M. Gérard LEBAN, adjoint, président. -La parole est à M. OTTAWAY sur le projet de délibération D. 80 relatif au programme municipal de transformation de bureaux en logements.

M. Michel OTTAWAY. -Je tiens à signaler que ce projet de délibération a été examiné par le Conseil du 10e arrondissement en septembre de l'an passé. Sur les 18 élus du 10e, la majorité, soit 14, a rejeté ce projet et les 4 élus de l'opposition locale conduite par M. Claude-Gérard MARCUS se sont abstenus. Cela donne une idée du manque d'enthousiasme suscité par un projet qui, cinq mois après, nous revient inchangé.
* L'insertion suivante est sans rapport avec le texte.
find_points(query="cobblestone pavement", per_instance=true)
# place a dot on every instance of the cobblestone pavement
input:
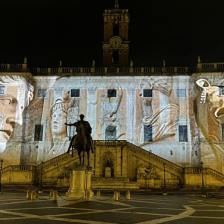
(141, 209)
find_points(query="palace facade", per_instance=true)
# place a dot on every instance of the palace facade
(172, 112)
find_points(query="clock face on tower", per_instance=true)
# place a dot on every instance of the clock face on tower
(115, 42)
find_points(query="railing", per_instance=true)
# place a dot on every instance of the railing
(18, 168)
(210, 67)
(110, 143)
(95, 71)
(55, 161)
(172, 166)
(13, 67)
(206, 170)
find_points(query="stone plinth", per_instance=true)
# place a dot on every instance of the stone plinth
(80, 184)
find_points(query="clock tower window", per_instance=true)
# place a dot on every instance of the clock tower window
(115, 57)
(115, 29)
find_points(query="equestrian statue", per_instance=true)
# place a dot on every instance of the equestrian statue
(82, 141)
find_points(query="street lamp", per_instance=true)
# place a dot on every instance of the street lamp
(1, 164)
(41, 176)
(202, 179)
(164, 177)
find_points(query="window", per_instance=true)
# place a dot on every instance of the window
(38, 134)
(110, 133)
(181, 92)
(222, 132)
(147, 133)
(75, 92)
(111, 93)
(147, 92)
(2, 90)
(221, 90)
(42, 93)
(183, 133)
(115, 57)
(116, 29)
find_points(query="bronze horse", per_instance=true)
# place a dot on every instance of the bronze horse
(82, 142)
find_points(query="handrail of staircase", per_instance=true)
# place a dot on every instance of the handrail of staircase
(53, 161)
(158, 158)
(206, 170)
(18, 168)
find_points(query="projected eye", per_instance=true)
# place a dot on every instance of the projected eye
(12, 101)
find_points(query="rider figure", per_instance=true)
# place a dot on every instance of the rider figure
(87, 128)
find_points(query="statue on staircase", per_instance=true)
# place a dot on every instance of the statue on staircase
(82, 141)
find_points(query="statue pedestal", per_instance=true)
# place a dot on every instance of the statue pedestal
(80, 184)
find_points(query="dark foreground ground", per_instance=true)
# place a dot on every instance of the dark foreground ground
(144, 209)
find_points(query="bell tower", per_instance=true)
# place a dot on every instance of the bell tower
(115, 43)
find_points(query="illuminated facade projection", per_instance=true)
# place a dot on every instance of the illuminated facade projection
(152, 126)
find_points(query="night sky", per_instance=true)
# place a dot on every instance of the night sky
(72, 31)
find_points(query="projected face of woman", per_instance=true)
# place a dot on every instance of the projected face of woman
(58, 126)
(15, 95)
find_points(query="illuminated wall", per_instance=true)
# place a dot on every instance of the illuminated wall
(147, 111)
(209, 110)
(163, 114)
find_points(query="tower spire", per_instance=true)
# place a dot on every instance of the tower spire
(116, 4)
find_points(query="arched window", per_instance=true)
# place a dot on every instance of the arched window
(116, 29)
(110, 133)
(115, 57)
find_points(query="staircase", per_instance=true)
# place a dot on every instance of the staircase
(57, 170)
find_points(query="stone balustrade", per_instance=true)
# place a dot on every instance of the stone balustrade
(210, 67)
(94, 70)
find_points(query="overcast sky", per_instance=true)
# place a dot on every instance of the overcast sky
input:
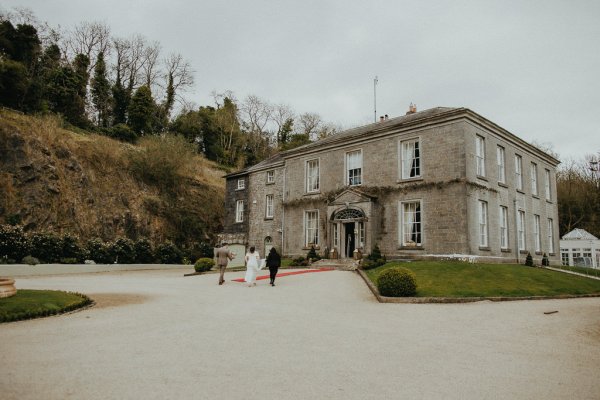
(532, 67)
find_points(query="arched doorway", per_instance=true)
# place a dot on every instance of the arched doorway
(348, 231)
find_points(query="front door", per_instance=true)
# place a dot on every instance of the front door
(349, 243)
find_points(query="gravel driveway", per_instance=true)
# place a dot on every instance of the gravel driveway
(159, 335)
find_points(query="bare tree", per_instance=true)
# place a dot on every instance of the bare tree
(282, 115)
(150, 55)
(256, 115)
(179, 76)
(89, 38)
(309, 124)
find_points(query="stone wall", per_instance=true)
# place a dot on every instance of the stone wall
(232, 195)
(260, 227)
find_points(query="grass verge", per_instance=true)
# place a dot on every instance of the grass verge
(458, 279)
(28, 304)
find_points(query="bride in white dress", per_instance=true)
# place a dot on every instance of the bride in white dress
(252, 264)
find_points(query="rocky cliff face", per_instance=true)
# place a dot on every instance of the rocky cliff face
(56, 180)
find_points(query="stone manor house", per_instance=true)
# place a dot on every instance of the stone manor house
(440, 183)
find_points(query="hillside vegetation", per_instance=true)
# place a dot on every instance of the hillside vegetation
(54, 179)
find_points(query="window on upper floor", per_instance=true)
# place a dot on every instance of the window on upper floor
(483, 224)
(537, 233)
(239, 211)
(411, 232)
(410, 159)
(547, 184)
(354, 167)
(480, 155)
(311, 228)
(550, 231)
(269, 206)
(521, 229)
(534, 190)
(503, 227)
(501, 160)
(519, 172)
(312, 176)
(270, 176)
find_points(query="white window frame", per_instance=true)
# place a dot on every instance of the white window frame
(483, 224)
(519, 172)
(501, 159)
(311, 227)
(537, 234)
(239, 211)
(521, 229)
(406, 220)
(550, 233)
(504, 227)
(356, 178)
(547, 185)
(313, 176)
(271, 176)
(564, 256)
(409, 153)
(534, 188)
(269, 206)
(336, 236)
(480, 155)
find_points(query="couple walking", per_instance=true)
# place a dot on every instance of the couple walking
(255, 264)
(252, 261)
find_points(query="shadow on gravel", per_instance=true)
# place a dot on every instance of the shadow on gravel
(105, 300)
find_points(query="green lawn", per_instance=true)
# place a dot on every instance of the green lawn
(28, 304)
(581, 270)
(458, 279)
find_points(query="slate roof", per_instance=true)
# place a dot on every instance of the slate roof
(358, 131)
(579, 234)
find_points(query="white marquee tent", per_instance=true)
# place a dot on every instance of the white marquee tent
(580, 248)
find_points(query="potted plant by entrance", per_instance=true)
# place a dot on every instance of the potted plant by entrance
(7, 287)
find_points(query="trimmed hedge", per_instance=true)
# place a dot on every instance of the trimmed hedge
(28, 304)
(397, 282)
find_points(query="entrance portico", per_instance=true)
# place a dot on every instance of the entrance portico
(349, 223)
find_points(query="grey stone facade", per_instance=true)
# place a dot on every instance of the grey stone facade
(453, 203)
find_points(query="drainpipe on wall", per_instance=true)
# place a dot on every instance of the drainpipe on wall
(516, 229)
(283, 215)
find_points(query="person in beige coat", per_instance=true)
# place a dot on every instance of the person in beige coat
(223, 256)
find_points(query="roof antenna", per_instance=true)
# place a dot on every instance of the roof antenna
(375, 97)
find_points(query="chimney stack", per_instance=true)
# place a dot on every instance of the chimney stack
(412, 109)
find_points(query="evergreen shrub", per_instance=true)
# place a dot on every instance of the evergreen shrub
(143, 251)
(397, 282)
(299, 262)
(97, 250)
(529, 260)
(204, 264)
(71, 249)
(312, 254)
(14, 244)
(46, 246)
(545, 261)
(122, 251)
(29, 260)
(168, 253)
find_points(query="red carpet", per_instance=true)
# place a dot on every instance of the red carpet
(306, 271)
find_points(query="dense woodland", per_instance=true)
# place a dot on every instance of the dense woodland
(126, 88)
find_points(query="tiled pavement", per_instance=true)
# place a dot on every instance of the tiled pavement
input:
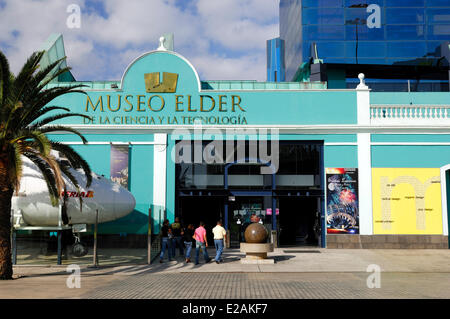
(297, 274)
(275, 286)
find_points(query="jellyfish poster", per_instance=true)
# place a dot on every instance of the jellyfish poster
(119, 164)
(342, 201)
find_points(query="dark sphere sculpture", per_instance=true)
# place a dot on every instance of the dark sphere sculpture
(255, 233)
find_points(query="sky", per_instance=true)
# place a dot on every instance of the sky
(223, 39)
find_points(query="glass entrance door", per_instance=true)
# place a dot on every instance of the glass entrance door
(244, 210)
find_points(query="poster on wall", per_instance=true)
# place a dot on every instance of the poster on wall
(342, 201)
(119, 164)
(406, 201)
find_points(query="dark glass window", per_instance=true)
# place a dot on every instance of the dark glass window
(406, 49)
(322, 3)
(331, 49)
(438, 16)
(323, 16)
(439, 32)
(323, 32)
(405, 32)
(405, 3)
(349, 3)
(367, 49)
(364, 33)
(438, 3)
(405, 16)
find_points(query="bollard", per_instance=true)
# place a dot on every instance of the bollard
(95, 258)
(149, 237)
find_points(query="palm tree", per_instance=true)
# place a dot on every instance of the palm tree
(25, 119)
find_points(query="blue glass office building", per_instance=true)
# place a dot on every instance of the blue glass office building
(275, 60)
(365, 31)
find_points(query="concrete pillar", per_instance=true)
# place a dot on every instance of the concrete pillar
(159, 172)
(364, 159)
S'agirait-il d'un rejet de la politique de transformation de bureaux en logements ? Evidemment non, car dans le 10e, comme partout ailleurs à Paris, tous les élus des listes "Paris s'éveille" se sont toujours prononcés clairement pour une action énergique de reconquête sur les bureaux. Mais la question centrale est la suivante : à la place de bureaux quels types de logements va-t-on installer ?
En effet, le vote négatif des élus du 10e, que je tiens à confirmer devant ce Conseil, est venu conclure un débat sur l'affectation exclusive des surfaces de bureaux reconverties par la R.I.V.P. à 15 logements locatifs intermédiaires.
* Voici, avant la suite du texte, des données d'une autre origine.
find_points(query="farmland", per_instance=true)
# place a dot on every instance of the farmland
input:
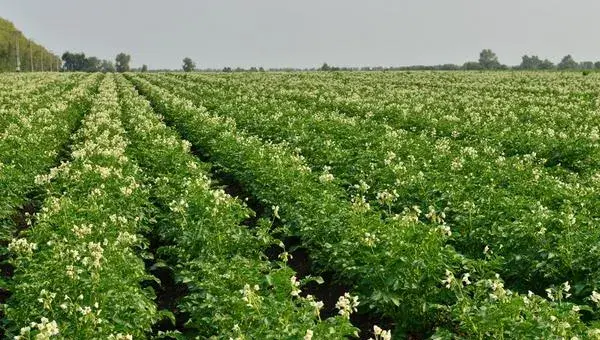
(317, 205)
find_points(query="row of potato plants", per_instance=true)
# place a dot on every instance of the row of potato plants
(399, 267)
(78, 275)
(554, 115)
(234, 291)
(30, 143)
(535, 220)
(29, 96)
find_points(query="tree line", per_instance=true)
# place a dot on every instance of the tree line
(488, 60)
(78, 62)
(18, 53)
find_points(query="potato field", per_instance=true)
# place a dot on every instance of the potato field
(315, 205)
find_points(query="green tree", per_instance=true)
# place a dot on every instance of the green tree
(122, 62)
(92, 64)
(107, 66)
(188, 64)
(488, 60)
(472, 65)
(567, 63)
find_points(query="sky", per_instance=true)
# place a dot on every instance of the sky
(282, 33)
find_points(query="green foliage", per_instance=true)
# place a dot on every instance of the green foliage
(32, 56)
(122, 62)
(188, 65)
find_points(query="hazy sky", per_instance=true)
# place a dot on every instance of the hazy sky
(276, 33)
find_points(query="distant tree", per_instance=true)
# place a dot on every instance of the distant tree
(122, 62)
(586, 65)
(74, 61)
(488, 60)
(92, 64)
(530, 63)
(567, 63)
(547, 65)
(188, 64)
(472, 65)
(107, 66)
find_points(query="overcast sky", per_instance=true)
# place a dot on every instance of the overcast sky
(277, 33)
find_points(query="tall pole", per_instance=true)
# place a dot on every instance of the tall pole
(31, 55)
(18, 56)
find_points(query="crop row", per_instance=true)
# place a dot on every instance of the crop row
(552, 115)
(535, 219)
(77, 272)
(233, 290)
(396, 265)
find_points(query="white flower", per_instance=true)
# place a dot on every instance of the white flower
(465, 279)
(347, 304)
(449, 278)
(295, 284)
(595, 297)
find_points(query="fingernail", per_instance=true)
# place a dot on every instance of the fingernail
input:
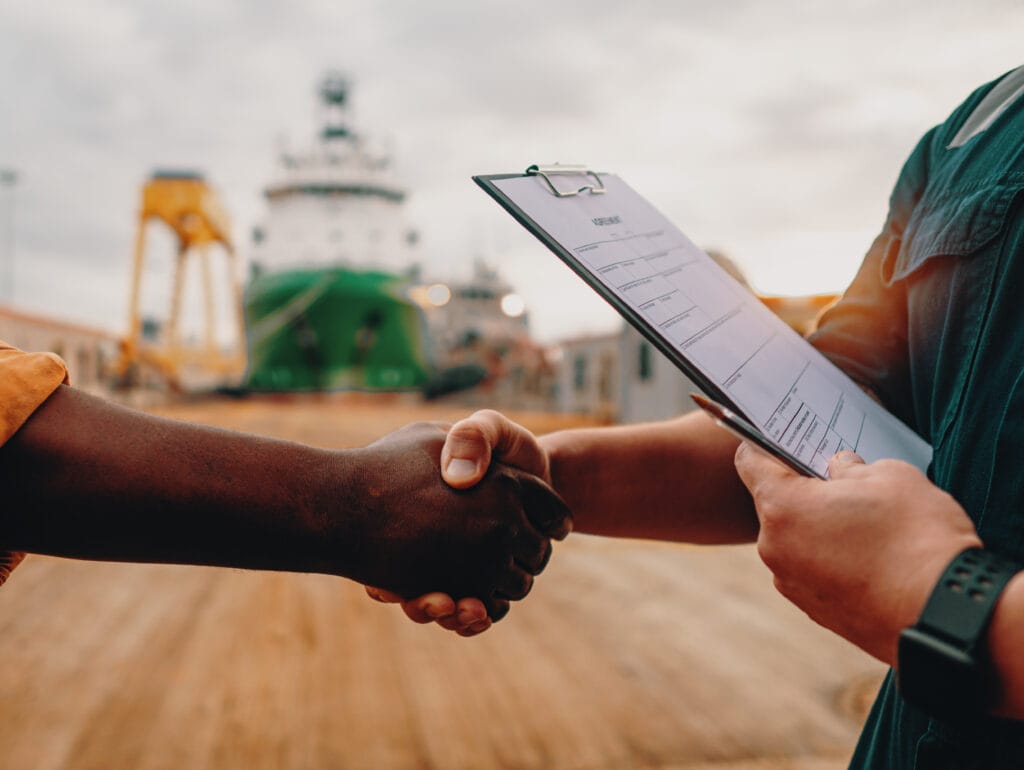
(434, 610)
(466, 617)
(460, 468)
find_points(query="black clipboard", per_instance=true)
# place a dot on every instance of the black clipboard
(594, 185)
(892, 438)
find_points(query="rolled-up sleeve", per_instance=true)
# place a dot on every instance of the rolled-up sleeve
(26, 381)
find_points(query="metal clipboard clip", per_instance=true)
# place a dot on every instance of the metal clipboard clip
(558, 169)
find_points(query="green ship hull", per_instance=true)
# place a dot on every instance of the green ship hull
(333, 329)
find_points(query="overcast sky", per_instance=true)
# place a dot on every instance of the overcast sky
(770, 130)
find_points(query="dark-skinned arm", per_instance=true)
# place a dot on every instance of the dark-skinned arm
(86, 478)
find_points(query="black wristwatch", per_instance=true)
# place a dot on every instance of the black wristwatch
(942, 665)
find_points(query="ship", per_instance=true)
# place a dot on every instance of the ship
(328, 303)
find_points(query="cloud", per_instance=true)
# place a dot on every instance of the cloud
(755, 126)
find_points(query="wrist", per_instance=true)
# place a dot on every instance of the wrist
(946, 666)
(915, 594)
(1004, 643)
(335, 511)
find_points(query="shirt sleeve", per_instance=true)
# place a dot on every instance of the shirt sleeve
(865, 332)
(26, 381)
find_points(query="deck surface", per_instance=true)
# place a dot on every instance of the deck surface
(628, 654)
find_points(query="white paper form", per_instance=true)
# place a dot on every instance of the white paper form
(794, 394)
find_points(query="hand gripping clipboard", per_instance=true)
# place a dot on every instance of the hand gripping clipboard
(707, 324)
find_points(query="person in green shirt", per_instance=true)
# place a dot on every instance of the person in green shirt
(933, 326)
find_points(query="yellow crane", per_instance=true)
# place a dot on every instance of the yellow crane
(190, 208)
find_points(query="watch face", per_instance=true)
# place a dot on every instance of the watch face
(938, 678)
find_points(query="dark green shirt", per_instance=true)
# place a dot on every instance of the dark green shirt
(934, 325)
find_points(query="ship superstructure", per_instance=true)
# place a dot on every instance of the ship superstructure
(327, 305)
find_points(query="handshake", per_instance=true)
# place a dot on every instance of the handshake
(454, 521)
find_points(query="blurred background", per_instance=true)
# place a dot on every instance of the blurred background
(260, 215)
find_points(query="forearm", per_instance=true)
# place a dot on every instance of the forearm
(90, 479)
(1006, 640)
(673, 480)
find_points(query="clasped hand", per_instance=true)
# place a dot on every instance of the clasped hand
(479, 454)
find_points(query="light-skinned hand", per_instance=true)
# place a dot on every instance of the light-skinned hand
(861, 552)
(470, 447)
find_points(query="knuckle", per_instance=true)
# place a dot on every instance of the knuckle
(768, 552)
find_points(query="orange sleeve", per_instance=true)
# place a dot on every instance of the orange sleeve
(26, 381)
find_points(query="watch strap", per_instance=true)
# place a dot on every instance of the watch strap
(942, 665)
(965, 597)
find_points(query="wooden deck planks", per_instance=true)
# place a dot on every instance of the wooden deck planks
(628, 654)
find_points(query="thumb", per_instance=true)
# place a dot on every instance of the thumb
(843, 462)
(472, 442)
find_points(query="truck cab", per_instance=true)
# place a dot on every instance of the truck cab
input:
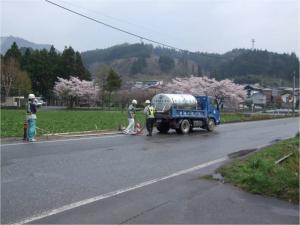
(185, 112)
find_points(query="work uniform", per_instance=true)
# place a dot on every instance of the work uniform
(31, 120)
(131, 124)
(149, 113)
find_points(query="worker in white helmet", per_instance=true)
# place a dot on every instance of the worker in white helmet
(149, 114)
(31, 118)
(131, 116)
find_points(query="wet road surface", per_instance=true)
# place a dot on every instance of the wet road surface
(37, 177)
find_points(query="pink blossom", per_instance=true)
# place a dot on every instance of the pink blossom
(224, 90)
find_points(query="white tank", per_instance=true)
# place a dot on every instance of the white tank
(163, 102)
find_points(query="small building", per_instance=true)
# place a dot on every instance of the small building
(259, 98)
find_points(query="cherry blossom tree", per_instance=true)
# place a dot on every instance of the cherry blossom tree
(75, 89)
(224, 91)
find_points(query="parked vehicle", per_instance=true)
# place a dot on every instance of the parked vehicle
(183, 112)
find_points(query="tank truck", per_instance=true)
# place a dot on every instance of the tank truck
(183, 112)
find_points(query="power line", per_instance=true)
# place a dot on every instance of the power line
(97, 12)
(113, 27)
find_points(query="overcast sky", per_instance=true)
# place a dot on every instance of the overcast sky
(214, 26)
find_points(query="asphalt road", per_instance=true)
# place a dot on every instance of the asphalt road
(38, 177)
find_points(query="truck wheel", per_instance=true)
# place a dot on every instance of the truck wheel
(185, 126)
(178, 131)
(163, 128)
(210, 125)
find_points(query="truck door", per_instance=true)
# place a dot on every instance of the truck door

La disproportion entre le flot toujours montant des demandeurs de logement social et le nombre de logements de type P.L.I. qui restent vides conduit à voter défavorablement sur ce projet de délibération. En effet, dès le mois de septembre, arrivant aux responsabilités dans cette mairie du 10e, nous étions alertés par l'impossibilité d'offrir des P.L.I. à des gens auxquels on réclame de gagner quatre fois les loyers imposés. Depuis lors, ces logements P.L.I. restent difficilement attribuables.
J'ai même appris que des logements P.L.I. ont été proposés par voie de petites annonces dans les journaux pour essayer de les placer sur le marché.
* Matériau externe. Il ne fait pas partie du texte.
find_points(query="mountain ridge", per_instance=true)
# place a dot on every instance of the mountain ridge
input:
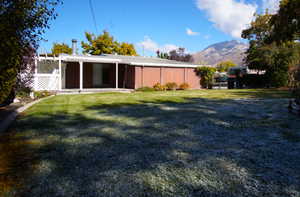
(222, 51)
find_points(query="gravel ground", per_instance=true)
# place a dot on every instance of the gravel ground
(203, 147)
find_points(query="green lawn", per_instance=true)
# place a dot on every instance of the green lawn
(177, 143)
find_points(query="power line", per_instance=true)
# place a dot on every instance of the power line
(93, 15)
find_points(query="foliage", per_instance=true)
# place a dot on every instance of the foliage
(41, 94)
(159, 87)
(145, 89)
(162, 55)
(225, 65)
(126, 49)
(276, 58)
(58, 48)
(286, 23)
(177, 55)
(22, 24)
(106, 44)
(171, 86)
(184, 86)
(207, 75)
(24, 92)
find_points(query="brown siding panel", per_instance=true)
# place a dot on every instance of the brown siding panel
(72, 75)
(87, 75)
(148, 76)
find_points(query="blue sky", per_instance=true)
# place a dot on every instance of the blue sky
(158, 24)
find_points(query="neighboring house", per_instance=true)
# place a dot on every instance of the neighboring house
(110, 71)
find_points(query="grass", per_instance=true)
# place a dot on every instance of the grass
(177, 143)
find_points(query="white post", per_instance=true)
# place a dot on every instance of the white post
(60, 77)
(81, 74)
(35, 85)
(117, 75)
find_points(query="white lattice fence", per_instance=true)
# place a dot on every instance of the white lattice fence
(48, 82)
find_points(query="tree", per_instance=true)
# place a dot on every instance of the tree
(286, 23)
(225, 65)
(207, 75)
(162, 55)
(126, 49)
(22, 24)
(58, 48)
(106, 44)
(264, 54)
(178, 55)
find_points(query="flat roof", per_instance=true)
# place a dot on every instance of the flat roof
(122, 59)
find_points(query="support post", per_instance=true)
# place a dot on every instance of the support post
(161, 70)
(60, 73)
(142, 73)
(35, 74)
(184, 75)
(117, 75)
(80, 75)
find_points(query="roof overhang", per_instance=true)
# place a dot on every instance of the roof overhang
(72, 58)
(163, 65)
(95, 59)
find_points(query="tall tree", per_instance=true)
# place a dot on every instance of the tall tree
(106, 44)
(263, 54)
(225, 65)
(286, 23)
(126, 49)
(22, 24)
(58, 48)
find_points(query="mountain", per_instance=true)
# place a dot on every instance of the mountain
(222, 51)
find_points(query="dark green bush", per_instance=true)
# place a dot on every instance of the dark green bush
(184, 86)
(171, 86)
(41, 94)
(159, 87)
(23, 93)
(145, 89)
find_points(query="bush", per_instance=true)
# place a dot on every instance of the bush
(23, 92)
(159, 87)
(145, 89)
(207, 75)
(41, 94)
(184, 86)
(171, 86)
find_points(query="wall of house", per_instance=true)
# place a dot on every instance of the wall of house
(148, 76)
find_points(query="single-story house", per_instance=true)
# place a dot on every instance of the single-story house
(110, 71)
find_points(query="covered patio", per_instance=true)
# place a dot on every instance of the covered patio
(82, 73)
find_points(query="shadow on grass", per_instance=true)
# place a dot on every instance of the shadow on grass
(263, 93)
(155, 148)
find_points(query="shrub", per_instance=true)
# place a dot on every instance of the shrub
(159, 87)
(23, 92)
(171, 86)
(184, 86)
(145, 89)
(207, 74)
(41, 94)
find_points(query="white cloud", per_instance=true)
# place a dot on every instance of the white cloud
(229, 16)
(149, 45)
(191, 33)
(271, 5)
(206, 37)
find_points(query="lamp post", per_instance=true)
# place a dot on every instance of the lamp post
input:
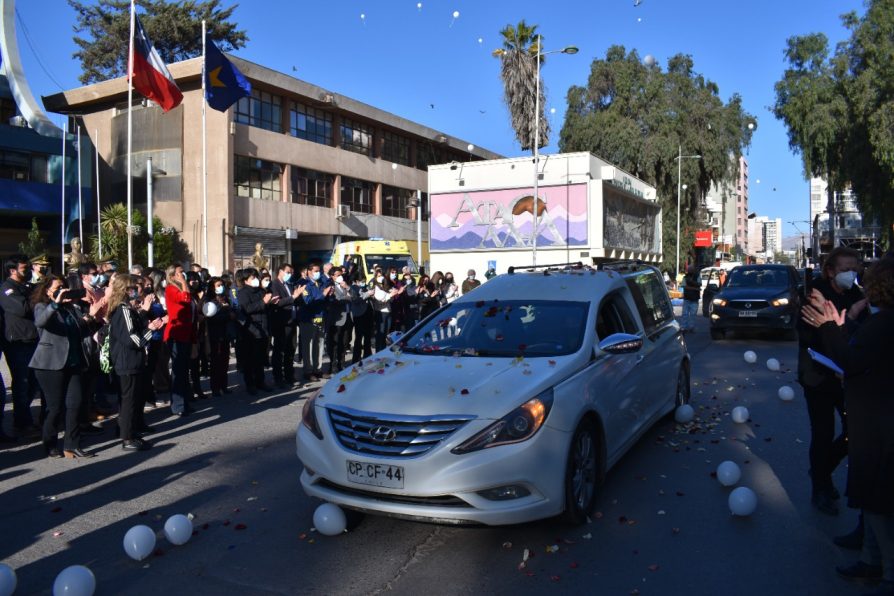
(680, 157)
C'est bien le caractère systématique de la conversion en logements P.L.I. des surfaces de bureaux reconquises que nous entendons sanctionner par un vote négatif sur ce projet de délibération.

M. Gérard LEBAN, adjoint, président. -La parole est à M. BULTÉ pour répondre à l'orateur.

M. Michel BULTÉ, adjoint, au nom de la 6e Commission. -Merci, Monsieur le Maire, de me donner la parole.
Je suis surpris, mais en même temps je comprends la position de M. OTTAWAY qui n'a pas changé en ce qui concerne ce programme, qui est programme exemplaire où le Maire de Paris applique la politique qu'il a définie le 20 novembre dernier, notamment de transformation de bureaux en logements.
C'est une action dans le Centre de Paris qui me paraît tout à fait intéressante, qui permet de proposer aux Parisiens et aux Parisiennes de ce secteur, notamment des classes moyennes, des logements P.L.I., je rassure M. OTTAWAY, ce sera du P.L.I.-TIBÉRI, c'est-à-dire du P.L.I. pas cher, du P.L.I. que nous pourrons proposer aux gens qui en ont véritablement besoin.

M. Gérard LEBAN, adjoint, président. -Merci, Monsieur BULTÉ.
Je mets aux voix, à main levée, ce projet de délibération.
Qui est pour ?
Contre ?
Abstentions ?
Le projet de délibération est adopté à la majorité, les groupes socialiste et apparentés, communiste, du Mouvement des citoyens, M. REVEAU ayant voté contre, MM. DUMAIT, MESMIN et Mme TAFFIN n'ayant pas pris part au vote. (1996, D. 80).